Eine Vielzahl an Leuten ist auf ein bestimmtes Gebiet spezialisiert. Schließlich wurde irgendwann einmal eine Ausbildung oder Studium absolviert, welches auf den zukünftigen Job vorbereiten soll. In unserer hoch technologisierten Welt ist es jedoch ein wenig anders, als zur Zeiten unserer Eltern. Es wird immer wichtiger, dass wir uns auch branchenübergreifend auskennen.
Ein Beispiel wäre die IT-Abteilung in großen Firmen.

Zwar gibt es auch reine Programmierer, aber der Beruf des IT-Kaufmanns war damals noch nicht vorhanden.
Wenn die Zeiten sich ändern, werden auch die Berufe entsprechend angepasst. Dabei spielt es auch eine Rolle, wie das Gehalt später sein wird.

Das Prinzip von Wissen ist Macht zählt heute mehr als früher.  Je breiter das Wissen des Einzelnen gefächert ist, um so schneller kann die Karriereleiter erklommen werden. Gerade große Firmen, mit mehreren tausend Mitarbeitern legen viel Wert auf ein breites Fachwissen.  Neben Teamfähigkeit, ist es bei einer Bewerbung maßgeblich entscheidend, inwiefern sich der Bewerber auch in verwandte Bereiche integrieren kann.
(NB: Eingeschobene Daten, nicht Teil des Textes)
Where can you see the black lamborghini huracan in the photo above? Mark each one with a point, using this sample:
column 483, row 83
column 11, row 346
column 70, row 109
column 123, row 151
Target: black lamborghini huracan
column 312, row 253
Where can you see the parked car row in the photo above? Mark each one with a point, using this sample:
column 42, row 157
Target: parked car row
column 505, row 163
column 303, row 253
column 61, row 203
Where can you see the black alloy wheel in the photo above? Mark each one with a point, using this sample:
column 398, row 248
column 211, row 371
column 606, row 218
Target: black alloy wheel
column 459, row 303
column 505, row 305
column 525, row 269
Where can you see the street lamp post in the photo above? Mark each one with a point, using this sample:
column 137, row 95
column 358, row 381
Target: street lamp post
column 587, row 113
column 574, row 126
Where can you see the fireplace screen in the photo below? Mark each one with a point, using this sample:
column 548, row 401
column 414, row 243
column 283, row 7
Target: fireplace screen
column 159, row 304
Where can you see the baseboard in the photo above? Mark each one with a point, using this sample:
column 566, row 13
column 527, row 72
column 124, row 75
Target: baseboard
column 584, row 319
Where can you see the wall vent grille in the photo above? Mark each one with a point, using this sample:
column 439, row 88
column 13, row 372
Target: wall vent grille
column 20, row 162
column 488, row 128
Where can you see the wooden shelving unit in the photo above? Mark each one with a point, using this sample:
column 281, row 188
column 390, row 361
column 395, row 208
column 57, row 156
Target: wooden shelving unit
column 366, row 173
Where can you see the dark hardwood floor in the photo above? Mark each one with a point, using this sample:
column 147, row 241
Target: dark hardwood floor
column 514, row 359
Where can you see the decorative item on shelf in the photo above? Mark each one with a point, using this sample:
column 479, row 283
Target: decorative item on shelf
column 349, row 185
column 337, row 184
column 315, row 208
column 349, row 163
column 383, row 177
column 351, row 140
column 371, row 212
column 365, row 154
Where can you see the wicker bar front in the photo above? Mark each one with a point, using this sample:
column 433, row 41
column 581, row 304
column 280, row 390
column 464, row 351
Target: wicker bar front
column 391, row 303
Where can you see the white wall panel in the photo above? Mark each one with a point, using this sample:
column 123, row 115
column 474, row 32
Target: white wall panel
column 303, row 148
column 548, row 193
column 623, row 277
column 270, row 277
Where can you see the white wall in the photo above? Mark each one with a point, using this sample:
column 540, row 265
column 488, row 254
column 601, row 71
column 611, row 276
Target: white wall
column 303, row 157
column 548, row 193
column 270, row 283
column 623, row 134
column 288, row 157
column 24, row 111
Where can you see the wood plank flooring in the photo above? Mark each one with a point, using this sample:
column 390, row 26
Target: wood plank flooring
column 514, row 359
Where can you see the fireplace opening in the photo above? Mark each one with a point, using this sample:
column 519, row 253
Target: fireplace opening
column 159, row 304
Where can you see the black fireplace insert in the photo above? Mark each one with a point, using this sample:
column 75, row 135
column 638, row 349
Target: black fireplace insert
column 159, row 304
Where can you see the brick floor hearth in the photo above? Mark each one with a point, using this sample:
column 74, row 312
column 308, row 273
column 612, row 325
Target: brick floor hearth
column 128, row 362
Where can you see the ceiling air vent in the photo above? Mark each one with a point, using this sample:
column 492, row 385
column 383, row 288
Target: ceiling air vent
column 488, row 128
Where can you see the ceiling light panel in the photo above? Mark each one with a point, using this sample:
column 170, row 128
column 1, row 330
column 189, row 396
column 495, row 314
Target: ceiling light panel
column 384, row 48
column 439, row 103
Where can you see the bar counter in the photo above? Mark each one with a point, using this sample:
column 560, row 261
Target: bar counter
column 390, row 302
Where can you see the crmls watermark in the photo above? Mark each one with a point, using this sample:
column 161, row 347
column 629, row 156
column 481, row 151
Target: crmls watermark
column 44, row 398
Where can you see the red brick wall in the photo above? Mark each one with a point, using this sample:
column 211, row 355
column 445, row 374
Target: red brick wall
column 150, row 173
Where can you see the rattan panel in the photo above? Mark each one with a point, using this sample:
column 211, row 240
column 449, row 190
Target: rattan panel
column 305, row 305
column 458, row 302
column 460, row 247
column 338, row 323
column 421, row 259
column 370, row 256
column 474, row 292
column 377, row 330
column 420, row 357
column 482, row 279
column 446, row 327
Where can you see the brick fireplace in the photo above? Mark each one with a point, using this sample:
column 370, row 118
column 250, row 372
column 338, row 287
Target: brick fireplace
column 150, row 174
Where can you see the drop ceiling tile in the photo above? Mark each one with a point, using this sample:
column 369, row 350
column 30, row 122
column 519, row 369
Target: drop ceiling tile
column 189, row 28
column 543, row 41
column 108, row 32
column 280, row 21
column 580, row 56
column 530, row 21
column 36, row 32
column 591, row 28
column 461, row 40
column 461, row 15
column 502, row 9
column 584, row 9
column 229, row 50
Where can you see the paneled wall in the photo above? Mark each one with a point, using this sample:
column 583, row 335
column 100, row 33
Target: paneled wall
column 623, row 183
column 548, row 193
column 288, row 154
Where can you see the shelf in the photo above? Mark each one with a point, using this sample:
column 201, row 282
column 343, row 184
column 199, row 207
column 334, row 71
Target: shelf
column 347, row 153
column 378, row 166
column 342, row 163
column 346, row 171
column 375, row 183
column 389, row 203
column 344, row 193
Dienstleister werden von einander abhängiger

Zwar ist es aktuell keine Seltenheit, dass Firmen untereinander kooperieren. Schließlich wollen Kunden auch immer mehr Leistung haben, für möglichst wenig Geld. Da wäre es auf die Dauer viel zu teuer für kleinere Unternehmen, für jedes Kundenprojekt, welches ein wenig außerhalb der Kenntnisse liegt, einen eigenen Mitarbeiter einzustellen.
Diese Kooperationen mit anderen Firmen werden zukünftig deutlich zunehmen.

Um die Sachlage zu verdeutlichen, bietet sich der klassische Beruf des Architekten an.
Früher war dieser Beruf von zeichnerischer und mathematischer Begabung geprägt.
Wenn ein Beruf im Wandel ist, dann eindeutig der des Architekten.

Zwar werden immer noch Projekte am Zeichenbrett realisiert, aber mittlerweile gibt es auch verschiedene Architektur-Visualisierungen, welche die Angelegenheit deutlich vereinfachen. Hierbei wird deutlich, dass auch klassische Berufe auf die IT angewiesen sind.

Was macht ein 3D Designer ?

Damit besser verstanden werden kann, warum die Architekten von der IT besonders profitieren können, sollte geklärt werden, womit ein 3D Designer einen Architekten unterstützen kann. Alle Aspekte dieses Berufs können wir leider nicht aufzählen, da die Einsatzmöglichkeiten extrem vielfältig sind.

Mit die Hauptaufgabe von Agenturen, die auch Architektur-Visualisierungen anbieten, liegt wohl darin, die gezeichneten Ideen umzusetzen. Die Ideen werden in einem 3D Modell umgesetzt, was dem Entwurf vom Architekten entspricht. Folglich ist der Vorteil, dass auch die Kunden von Architekturbüros viel eher sehen können, wie das fertige Objekt aussehen wird.

Eventuelle Probleme können somit viel schneller gesehen und behoben werden. Zusätzlich können experimentierfreudige Architekten auch ihrer Kreativität freien Lauf lassen. Dadurch sind komplett neue Design möglich, ohne viel Kapital investieren zu müssen.